09 Haziran 2024 04:03

RTÜK Başkanı’nın ‘ikazı’ istifasını gerektiren bir skandaldır

RTÜK Başkanı Ebubekir Şahin

Ebubekir Şahin | Fotoğraf: DHA

Paylaş

Bu haftanın konusu RTÜK Başkanı Ebubekir Şahin’in aynı zamanda Halkbank Yönetim Kurulu üyesi olması ve Halkbank’ın verdiği kredilere dair bir haberi sansürlemesi. Nereden baksanız büyük olay ama maalesef bu haberler artık gündemde çok kısa süre kalabiliyor. Biz yazalım ve kaydı bulunsun ama önce ABD’de patlak veren başka bir skandala uğrayalım.

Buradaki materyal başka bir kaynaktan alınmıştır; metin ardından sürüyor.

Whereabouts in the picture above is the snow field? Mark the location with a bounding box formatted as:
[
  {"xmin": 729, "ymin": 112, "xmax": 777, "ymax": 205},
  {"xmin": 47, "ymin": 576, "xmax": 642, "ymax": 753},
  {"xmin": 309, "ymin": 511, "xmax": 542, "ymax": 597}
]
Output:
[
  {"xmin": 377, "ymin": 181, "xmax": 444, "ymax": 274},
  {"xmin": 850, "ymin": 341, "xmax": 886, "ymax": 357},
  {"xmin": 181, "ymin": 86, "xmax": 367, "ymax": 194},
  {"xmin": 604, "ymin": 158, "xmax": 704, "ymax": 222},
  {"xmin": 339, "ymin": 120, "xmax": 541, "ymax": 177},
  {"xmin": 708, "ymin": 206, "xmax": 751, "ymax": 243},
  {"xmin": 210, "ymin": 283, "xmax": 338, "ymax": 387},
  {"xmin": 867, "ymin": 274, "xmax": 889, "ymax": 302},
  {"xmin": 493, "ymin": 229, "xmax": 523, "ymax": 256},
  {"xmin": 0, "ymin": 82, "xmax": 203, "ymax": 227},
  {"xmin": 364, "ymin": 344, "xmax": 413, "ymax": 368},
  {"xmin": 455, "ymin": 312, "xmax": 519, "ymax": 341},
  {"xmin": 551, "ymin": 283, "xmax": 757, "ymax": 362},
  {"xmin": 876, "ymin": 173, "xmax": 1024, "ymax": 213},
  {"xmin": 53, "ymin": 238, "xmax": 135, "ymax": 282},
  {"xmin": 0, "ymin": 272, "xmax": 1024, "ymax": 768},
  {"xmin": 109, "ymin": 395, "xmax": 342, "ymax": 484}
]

Kıyaslamalar bazen öğreticidir.

Amazon’un da sahibi olan Jeff Bezos’un gazetesi Washington Post’ta işler karışmış durumda. Gazetenin yayıncı ve CEO’su Will Lewis’in haber sansürleme girişimi Genel Yayın Yönetmeni Sally Buzbee’nin istifasıyla sonuçlandı. Lewis bu istifanın ardından haber merkezinde önemli değişikliklere gidileceğini duyururken üç beyaz erkek editörün göreve gelmesi (bu tür kurumlar için çeşitlilik önemli) rahatsızlık yarattı. İstifaya neden olan konu şu, geçen hafta beşinci kez evlenen, sağ popülist medya kuruluşlarının ‘kralı’ sayılan Rupert Murdoch’ın İngiltere’de yayınlanan News UK gazetesi hatırlarsanız kraliyet ailesi mensupları da dahil olmak üzere pek çok ünlü ismin telefonlarını dinlemekle, maillerini hack’lemekle suçlanıyordu. Lewis de bu skandal sırasında Murdoch’ın Daily Telegraph’ında çalışıyordu.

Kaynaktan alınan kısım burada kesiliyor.